“O encontro com a arte combate a solidão”

Eva Millet

O trabalho deste ensaísta suíço, residente em Londres, foi descrito como uma "filosofia da vida cotidiana". Seus livros, como Sobre o amor, Um mapa dos sentimentos de amor, Como mudar sua vida com Proust e Religião para ateus (RBA), tornaram-se best-sellers internacionais.

Para Alain de Botton, a arte é uma disciplina que pode nos ajudar a viver. Junto com o historiador John Armstrong escreveu Art as Therapy (Phaidon), livro dedicado a explicar por meio de 150 obras-primas como a arte é capaz de nos apoiar diante das dificuldades de nossos relacionamentos e na busca pela felicidade.

Você se lembra da primeira vez que uma obra de arte despertou em você uma emoção?
Quando criança, vi uma pintura de uma paisagem na vitrine de uma loja que me tocou. Estava infeliz com alguma coisa e aquela pintura me confortou, me deu paz e esperança.

A arte como terapia foi o resultado dessa experiência?
Certamente, isso teve um papel, mas houve muitas outras experiências que me levaram a escrevê-lo. Como não conseguir entender a boa reputação de certos artistas e me sentir frustrado por isso, até perceber que as obras de arte são para responder emocionalmente a elas. Que o sentimento de solidão, por exemplo, pode ser algo que um artista leva muito a sério, mesmo que eu não goste desse criador.

A arte é quase tão antiga quanto a humanidade: por que sempre houve necessidade dela?
Porque a arte nos apresenta emoções-chave de uma forma sedutora. O que olhamos sempre nos afetará. Arte é um desejo de controlar o que vemos por alguns momentos para nos ajudar a entendê-lo.

Existe o mito do artista torturado, que precisa criar para libertar seus demônios. Como os demônios de outras pessoas podem ser benéficos?
Embora possa parecer estranho, às vezes a angústia do artista pode ser de ajuda, de consolo.

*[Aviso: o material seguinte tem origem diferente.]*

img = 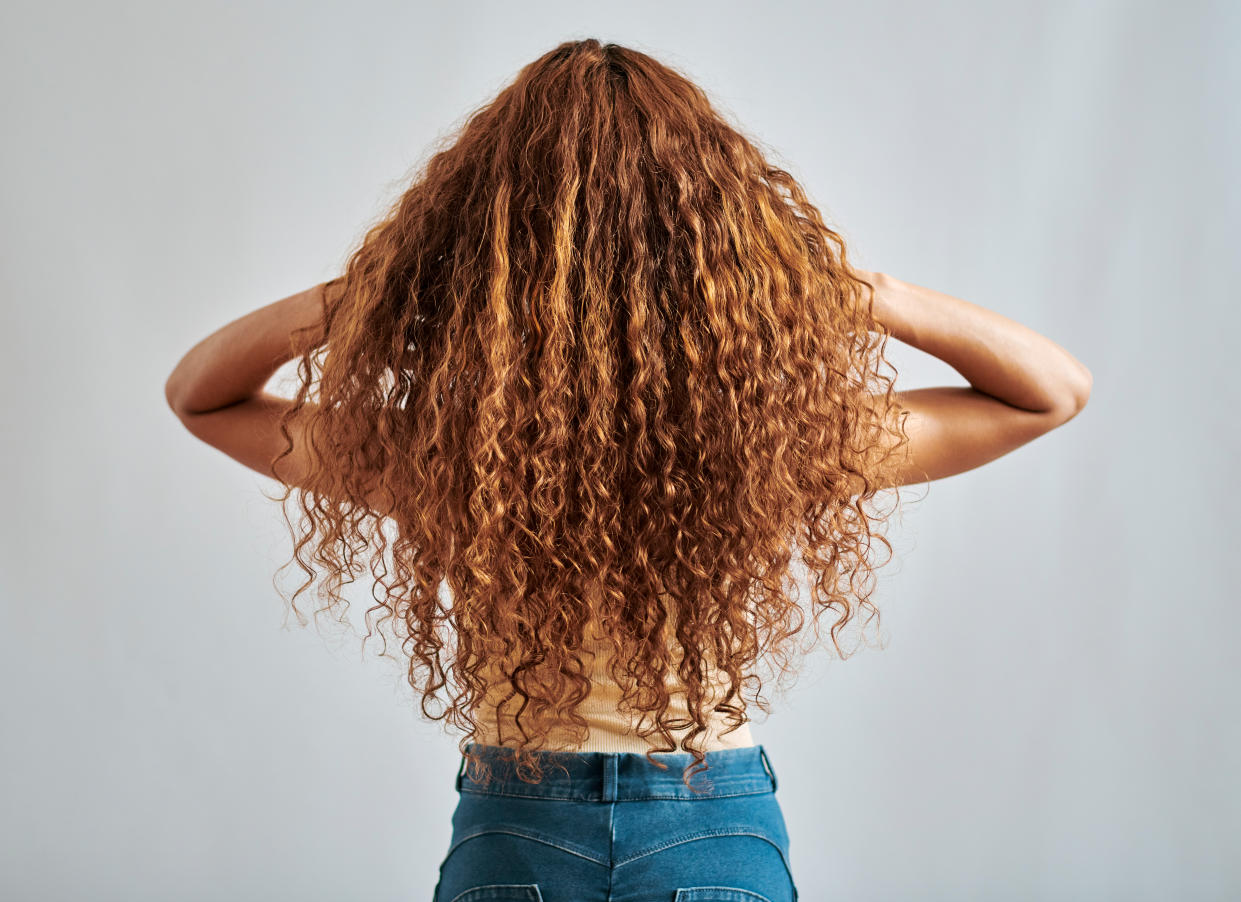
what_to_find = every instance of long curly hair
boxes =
[272,40,908,783]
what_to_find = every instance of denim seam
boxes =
[444,826,608,867]
[612,830,793,881]
[460,784,773,802]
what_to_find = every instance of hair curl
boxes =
[273,40,908,780]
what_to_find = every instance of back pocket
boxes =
[673,886,771,902]
[450,883,542,902]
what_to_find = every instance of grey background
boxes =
[0,2,1241,901]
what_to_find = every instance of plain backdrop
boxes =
[0,0,1241,902]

A peça diz a você: "De alguma forma eu entendo o que você está sofrendo, como a vida pode ser difícil." Esse encontro combate a solidão.

Qual é a emoção que a arte geralmente mais desperta?
Muitas obras falam de melancolia e tristeza, mas há outras que tratam de calma e serenidade. E de amor. Não só para alguém em particular, mas também para as coisas. Um artista pode apreciar dias nublados ou linhas amarelas grossas. E ele está compartilhando com você.

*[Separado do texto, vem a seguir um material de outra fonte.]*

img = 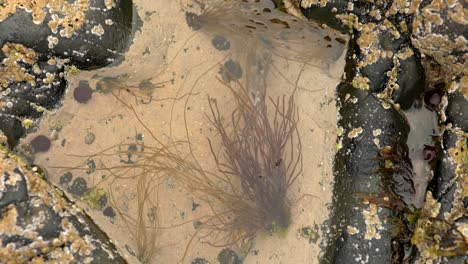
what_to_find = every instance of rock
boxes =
[0,147,127,264]
[0,42,66,147]
[0,0,133,69]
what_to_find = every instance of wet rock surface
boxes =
[0,0,133,69]
[0,0,134,147]
[0,147,126,263]
[295,0,468,263]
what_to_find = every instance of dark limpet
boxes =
[102,206,115,218]
[211,35,231,51]
[185,12,203,31]
[424,88,443,110]
[423,145,436,162]
[59,171,73,185]
[84,132,96,145]
[31,135,51,152]
[192,257,210,264]
[218,248,242,264]
[219,59,243,82]
[73,81,93,104]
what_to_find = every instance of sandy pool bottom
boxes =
[24,0,344,263]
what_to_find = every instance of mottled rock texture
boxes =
[0,147,126,264]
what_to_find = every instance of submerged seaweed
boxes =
[186,1,347,100]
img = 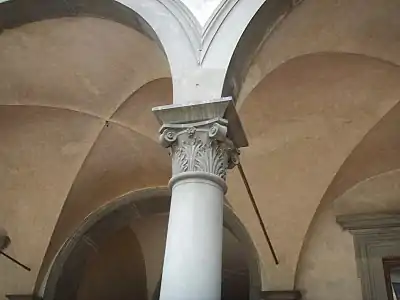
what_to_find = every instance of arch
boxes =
[35,187,261,300]
[234,53,400,289]
[0,0,164,51]
[222,0,301,99]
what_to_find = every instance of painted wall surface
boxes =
[228,53,400,289]
[296,205,362,300]
[239,0,400,105]
[77,228,148,300]
[0,0,400,300]
[0,18,169,299]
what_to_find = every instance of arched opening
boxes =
[37,188,261,300]
[76,227,146,300]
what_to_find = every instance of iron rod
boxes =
[0,251,31,272]
[238,163,279,265]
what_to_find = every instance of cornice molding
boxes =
[336,214,400,231]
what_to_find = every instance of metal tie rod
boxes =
[238,162,279,265]
[0,251,31,272]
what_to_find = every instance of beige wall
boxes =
[77,228,148,300]
[131,214,168,299]
[295,204,362,300]
[0,18,170,299]
[228,53,400,289]
[239,0,400,105]
[0,0,400,299]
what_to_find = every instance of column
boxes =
[153,99,247,300]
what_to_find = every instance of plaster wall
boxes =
[295,204,362,300]
[131,214,168,299]
[228,53,400,289]
[0,18,170,299]
[77,227,150,300]
[238,0,400,105]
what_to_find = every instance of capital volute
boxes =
[153,99,247,180]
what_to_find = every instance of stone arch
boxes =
[230,52,400,289]
[35,187,261,300]
[0,0,164,51]
[299,92,400,282]
[296,169,400,300]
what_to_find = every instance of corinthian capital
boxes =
[153,99,247,180]
[160,119,238,180]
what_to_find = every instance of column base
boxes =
[261,291,301,300]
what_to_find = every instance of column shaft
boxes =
[160,178,224,300]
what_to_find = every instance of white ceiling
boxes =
[181,0,223,26]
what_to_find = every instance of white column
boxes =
[153,100,247,300]
[160,176,224,300]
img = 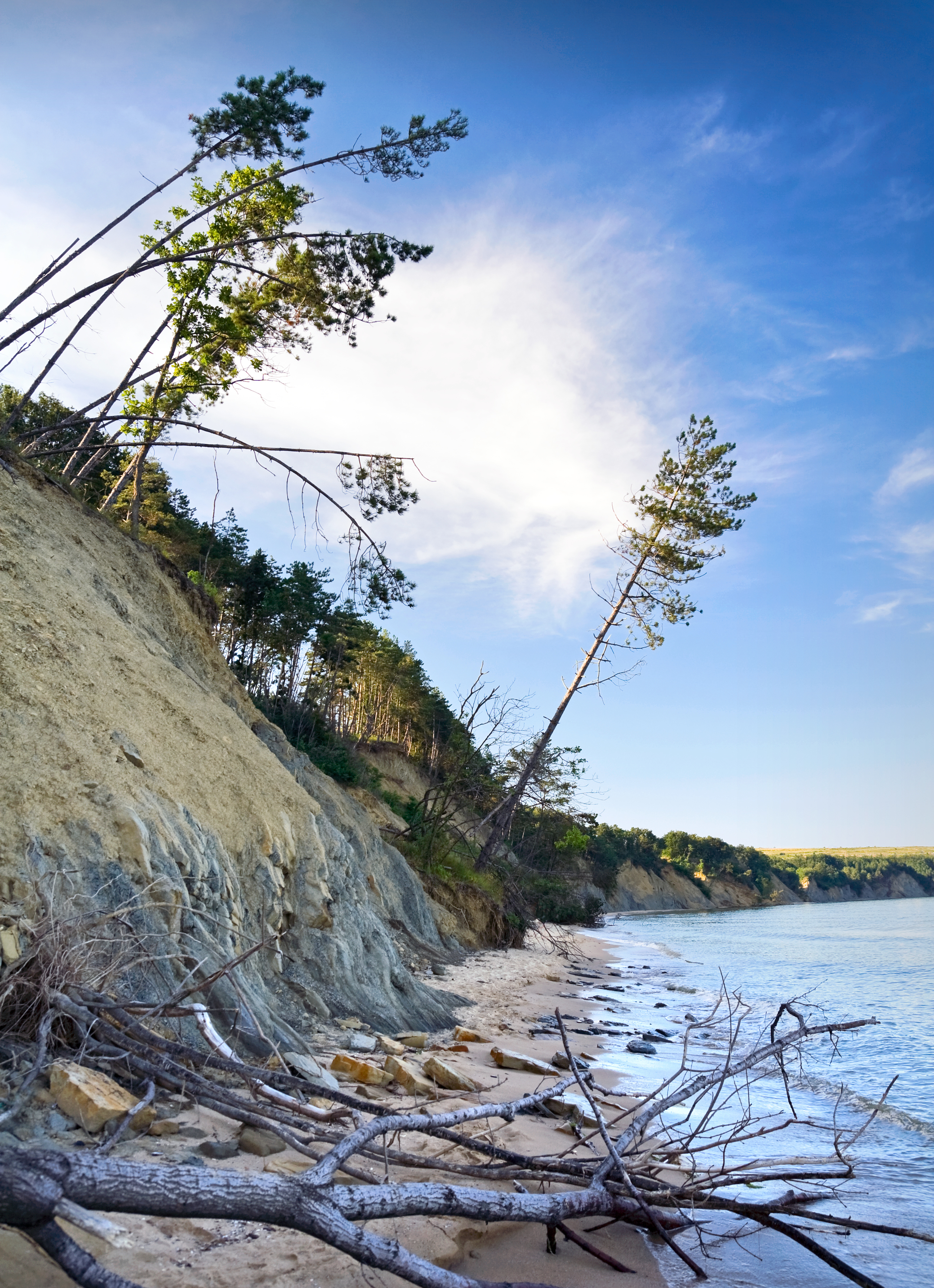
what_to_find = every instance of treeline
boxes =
[769,851,934,895]
[0,386,778,929]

“A arte apresenta-nos emoções e ideias de que necessitamos nesta vida, como a gratidão, o perdão, a coragem, a dor e a generosidade, de forma cativante e faz com que fiquem na nossa memória”.

Você precisa saber sobre arte para ficar animado com isso?
Em absoluto. Você não precisa saber sobre datas, movimentos, teorias e influências artísticas para ficar animado. Nem é preciso ir a museus lotados: podemos nos emocionar com um cartão-postal, uma reprodução ou a obra de um artista não tão conhecido. A resposta pessoal à arte é ainda maior do que a acadêmica: a arte não pode ser desfrutada verdadeiramente se nossa vida emocional não for incorporada à sua contemplação.

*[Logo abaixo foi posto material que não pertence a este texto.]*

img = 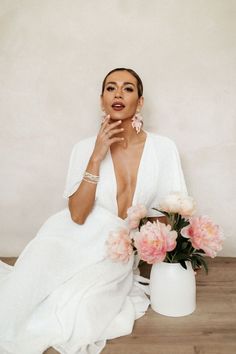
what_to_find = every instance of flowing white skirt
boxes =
[0,206,149,354]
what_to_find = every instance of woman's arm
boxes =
[68,116,123,224]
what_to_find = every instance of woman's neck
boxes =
[110,118,146,148]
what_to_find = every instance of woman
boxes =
[0,68,186,354]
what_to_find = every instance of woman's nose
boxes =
[115,89,123,98]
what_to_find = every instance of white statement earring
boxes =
[131,111,143,134]
[101,110,107,124]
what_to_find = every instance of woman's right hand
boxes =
[91,114,124,162]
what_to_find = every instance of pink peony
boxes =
[134,221,177,264]
[159,192,195,216]
[127,204,147,230]
[181,216,224,258]
[106,229,133,263]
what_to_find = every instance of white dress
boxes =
[0,133,186,354]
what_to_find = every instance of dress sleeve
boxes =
[63,138,94,198]
[148,139,187,216]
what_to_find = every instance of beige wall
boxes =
[0,0,236,256]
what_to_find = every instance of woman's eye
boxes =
[107,86,115,91]
[125,87,134,92]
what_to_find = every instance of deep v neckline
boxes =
[109,131,149,216]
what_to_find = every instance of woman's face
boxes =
[101,71,143,120]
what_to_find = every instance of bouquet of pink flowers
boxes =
[107,193,224,272]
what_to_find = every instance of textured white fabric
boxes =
[0,133,186,354]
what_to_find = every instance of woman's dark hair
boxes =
[102,68,143,97]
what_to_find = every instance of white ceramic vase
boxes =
[150,262,196,317]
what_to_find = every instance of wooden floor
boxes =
[2,257,236,354]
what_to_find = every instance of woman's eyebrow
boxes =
[106,81,135,86]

Precisamos da arte para ser mais felizes?
Muitas pessoas que nunca pensam nele são muito felizes. O que a arte pode fazer por nós é que algumas das emoções e ideias de que precisamos nesta vida, como gratidão, perdão, coragem, dor e generosidade, sejam apresentadas a nós de uma forma cativante. Isso os faz ficar em nossa mente.

"Compreender a arte" tornou-se um símbolo de status …
Nessa questão, geralmente há alguma confusão na sociedade. Pense no status que possuir um carro grande confere em alguns lugares, enquanto outras qualidades que são muito mais importantes, como perdão ou ser paciente, virtualmente não desfrutam de nenhuma. Para mim, o importante de uma obra de arte não é o que ela custa, mas sim que ela nos oferece uma forma de sentir, de experimentar, que é superior aos outros.

Que emoção a arte costuma despertar em você?
Aquele que muitas vezes passa despercebido, serenidade. As paisagens de Claude Lorrain, a arquitetura de Palladio e as pinturas abstratas de Josef Albers são algumas obras que o evocam.